Ohren auf  Allerlei Dialektmusik

S’is wias is, du hast am best’n net z’vü Gschiss!

Feuilleton | Gerhard Stöger | aus FALTER 22/13 vom 29.05.2013

Wie eine Tom-Waits-Interpretation von Helmut Qualtinger geklungen hätte? Womöglich wie bei Jo Strauss, einem zwischen Wien und Berlin pendelnden Songwriter, der einst Ludwig Hirsch als Busfahrer zu Diensten war. In den schwächeren Momenten mutet sein gepresstes Gebrummel auf "Jo Strauss“ (Prückl Beats) fast wie eine Persiflage an, grundsätzlich ist der Mann aber keineswegs uninteressant. Strauss streift zwar den Austropop, orientiert sich im Zweifelsfall aber eher am Balladen-Nick-Cave, und rumpelig, das kann er auch.
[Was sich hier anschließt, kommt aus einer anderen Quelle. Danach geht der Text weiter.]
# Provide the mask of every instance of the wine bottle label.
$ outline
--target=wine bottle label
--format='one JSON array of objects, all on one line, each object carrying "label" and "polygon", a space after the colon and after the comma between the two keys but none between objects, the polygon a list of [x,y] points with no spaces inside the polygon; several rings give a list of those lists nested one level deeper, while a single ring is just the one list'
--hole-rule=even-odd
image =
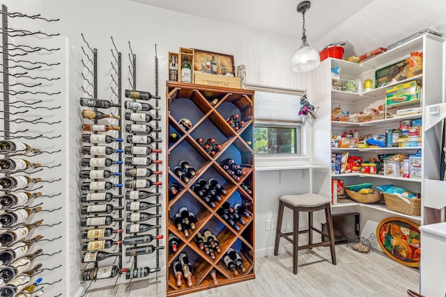
[{"label": "wine bottle label", "polygon": [[100,280],[102,278],[109,278],[112,276],[113,271],[113,266],[98,267],[98,273],[96,278]]},{"label": "wine bottle label", "polygon": [[130,233],[137,233],[139,232],[139,224],[130,224]]},{"label": "wine bottle label", "polygon": [[139,210],[139,201],[130,202],[130,210]]},{"label": "wine bottle label", "polygon": [[86,194],[87,201],[101,201],[105,200],[107,193],[89,193]]},{"label": "wine bottle label", "polygon": [[134,124],[131,126],[130,129],[133,132],[145,132],[146,130],[145,125],[134,125]]},{"label": "wine bottle label", "polygon": [[[105,138],[104,138],[105,140]],[[90,154],[96,155],[105,155],[105,147],[104,146],[91,146],[90,147]]]},{"label": "wine bottle label", "polygon": [[98,216],[97,218],[87,218],[87,226],[98,226],[105,224],[105,217]]},{"label": "wine bottle label", "polygon": [[146,122],[146,114],[132,113],[130,113],[130,120],[134,122]]},{"label": "wine bottle label", "polygon": [[[139,191],[130,191],[128,194],[128,198],[130,200],[134,200],[139,198]],[[134,210],[134,209],[132,209]]]},{"label": "wine bottle label", "polygon": [[105,143],[105,136],[107,135],[91,134],[90,135],[90,142],[91,143]]},{"label": "wine bottle label", "polygon": [[107,210],[107,204],[89,205],[86,207],[87,212],[104,212]]},{"label": "wine bottle label", "polygon": [[139,212],[133,212],[130,214],[130,221],[138,222],[141,218],[141,214]]},{"label": "wine bottle label", "polygon": [[84,255],[84,263],[95,262],[98,253],[95,252],[86,252]]},{"label": "wine bottle label", "polygon": [[147,143],[146,135],[132,135],[132,143]]},{"label": "wine bottle label", "polygon": [[132,154],[147,154],[147,147],[132,147]]},{"label": "wine bottle label", "polygon": [[[90,171],[90,178],[91,179],[102,179],[102,178],[104,178],[104,170],[91,170],[91,171]],[[90,190],[92,190],[91,185],[90,185]]]},{"label": "wine bottle label", "polygon": [[91,182],[90,183],[90,190],[105,190],[107,182]]},{"label": "wine bottle label", "polygon": [[90,159],[91,167],[104,167],[105,166],[105,158],[91,158]]},{"label": "wine bottle label", "polygon": [[105,246],[105,240],[95,240],[90,241],[86,247],[86,250],[98,250],[104,249]]},{"label": "wine bottle label", "polygon": [[105,229],[92,229],[86,232],[86,238],[100,238],[104,237],[105,234]]}]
Er holt den "Casablanca“-Hadern "As Time Goes By“ ins Wienerische, vertont H.C. Artmann und raunzt und grummelt nicht unbedingt frohnaturige Zeilen wie "dei Westal ist weiß wie des Zeig, des du ziagst / wannst rennst, brauchst an iPod, weilst as sunst fü zfü gspiast“.
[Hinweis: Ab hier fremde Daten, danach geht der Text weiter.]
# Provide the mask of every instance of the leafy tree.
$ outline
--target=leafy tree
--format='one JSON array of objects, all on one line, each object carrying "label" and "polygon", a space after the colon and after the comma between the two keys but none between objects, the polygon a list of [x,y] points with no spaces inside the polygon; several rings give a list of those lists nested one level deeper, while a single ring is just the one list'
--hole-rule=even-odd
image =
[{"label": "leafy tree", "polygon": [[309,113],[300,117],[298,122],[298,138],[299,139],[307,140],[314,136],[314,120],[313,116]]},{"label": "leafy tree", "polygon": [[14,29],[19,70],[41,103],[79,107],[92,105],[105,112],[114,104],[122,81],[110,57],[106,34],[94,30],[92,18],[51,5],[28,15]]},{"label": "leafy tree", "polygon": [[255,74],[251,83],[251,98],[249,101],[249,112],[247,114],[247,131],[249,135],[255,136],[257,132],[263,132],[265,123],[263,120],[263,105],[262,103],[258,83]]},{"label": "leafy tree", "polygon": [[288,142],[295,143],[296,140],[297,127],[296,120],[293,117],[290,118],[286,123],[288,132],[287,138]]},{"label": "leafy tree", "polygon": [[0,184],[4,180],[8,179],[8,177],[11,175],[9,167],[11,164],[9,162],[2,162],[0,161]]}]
Um einiges besser gelaunt sind Michael Radanovics (Gesang, Gitarre) und Petra Hartl (Gesang, Cello), die seit zehn Jahren das Dialektduo Zimt & Zauber betreiben und mit "Siswiasis“ (Extraplatte) ihr drittes Album vorlegen. Leichtfüßige und stimmungsvoll reduziert arrangierte Wienerlieder sind darauf zu hören, gespielt mit einer Ahnung von Donaudelta-Soul und einem leichten Zucken in der großen Zehe. "S’is wia’s is, s’kummt wia’s kummt, guat war, wann man net verdummt“, heißt es da alltagsphilosophisch. "S’kummt wie’s kummt, s’is wia’s is, du hast am best’n net z’vü Gschiss!“

Hinter dem sinnigen Namen Pepis Bagage verbirgt sich ein mal etwas gespreizt hochdeutsch singendes, dann wieder urwüchsig tönendes burgenländisches Quintett um den Sänger und Mundharmonikaspieler Pepi Kornfeld. Mitsamt Bagage posiert er im Inneren der CD "Modscho“ (Eifelbaum) auf einem uralten Steyr-Traktor; auf dem Cover ist er mit vier Damen und einem Mercedes-Oldtimer zu sehen. Warum auch nicht. Die acht meist flott und gut gelaunt dargebotenen Lieder kombinieren dorffesttauglichen Bluesrock mit ein wenig Funk; als Draufgabe ertönt doch tatsächlich eine neumoderner Remix.